Fast and sensitive detection of soil-borne cereal mosaic virus in leaf crude extract

Soil-borne viruses of cereals have been reported in several countries, however the damage they cause is difficult to evaluate, likely due to a lack of fast and cost-effective detection tools. In Europe two soil-borne viruses are known to infect wheat, the best known being soil-borne cereal mosaic virus (SBCMV). SBCMV is a furovirus with rigid rod-shaped particles containing a ssRNA genome, and is transmitted by Polymyxa graminis Led., a plasmodiophorid that can persist in soil for up to 20 years. SBCMV was reported on common (Triticum aestivum L.) and durum [Triticum turgidum L. subsp. durum (Desf.) Husn.] wheat, as well as on the less cultivated rye and triticale.
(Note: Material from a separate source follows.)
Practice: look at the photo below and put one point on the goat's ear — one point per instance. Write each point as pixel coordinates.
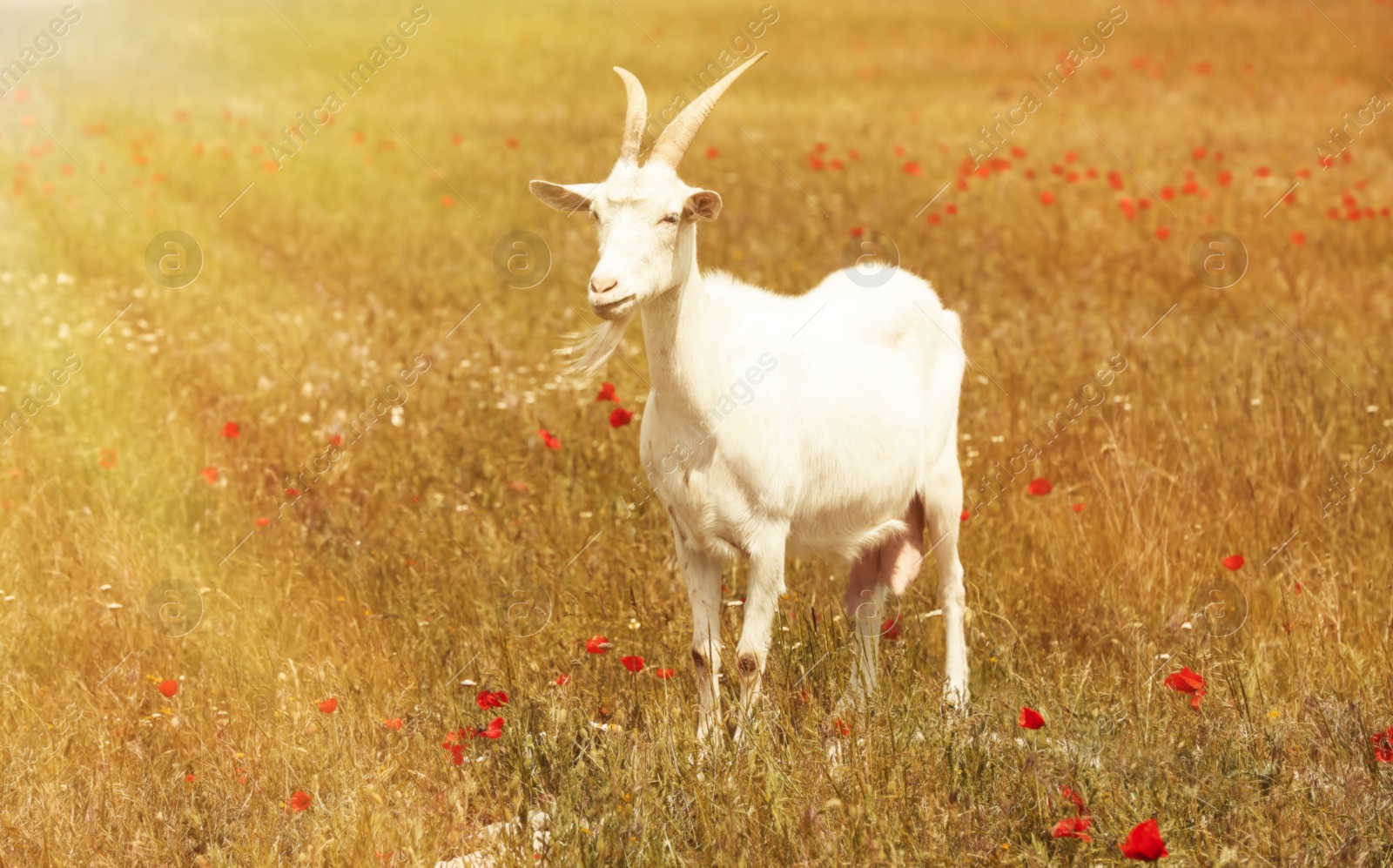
(563, 197)
(703, 204)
Information about actual spread of this virus is still limited. Detection protocols currently available are costly and time-consuming (RT-PCR) or have limited sensitivity (ELISA). Above that, the presence of SBCMV is often mistaken for physiological or nutritional problems. To overcome obstacles that so far prevented to know the real diffusion of SBCMV, we have developed a new procedure that requires no extraction steps, is very fast (minutes), and has a sensitivity that allows pooling of a large number of samples. An added value is the possibility to perform the tests at the point of care (POC). The protocol, based on reverse transcription loop-mediated isothermal amplification (RT-LAMP), was first optimized on leaf crude extracts from laboratory-grown wheat plants, and then validated on field samples using a portable device. We envisage that it will ease future extensive field surveys.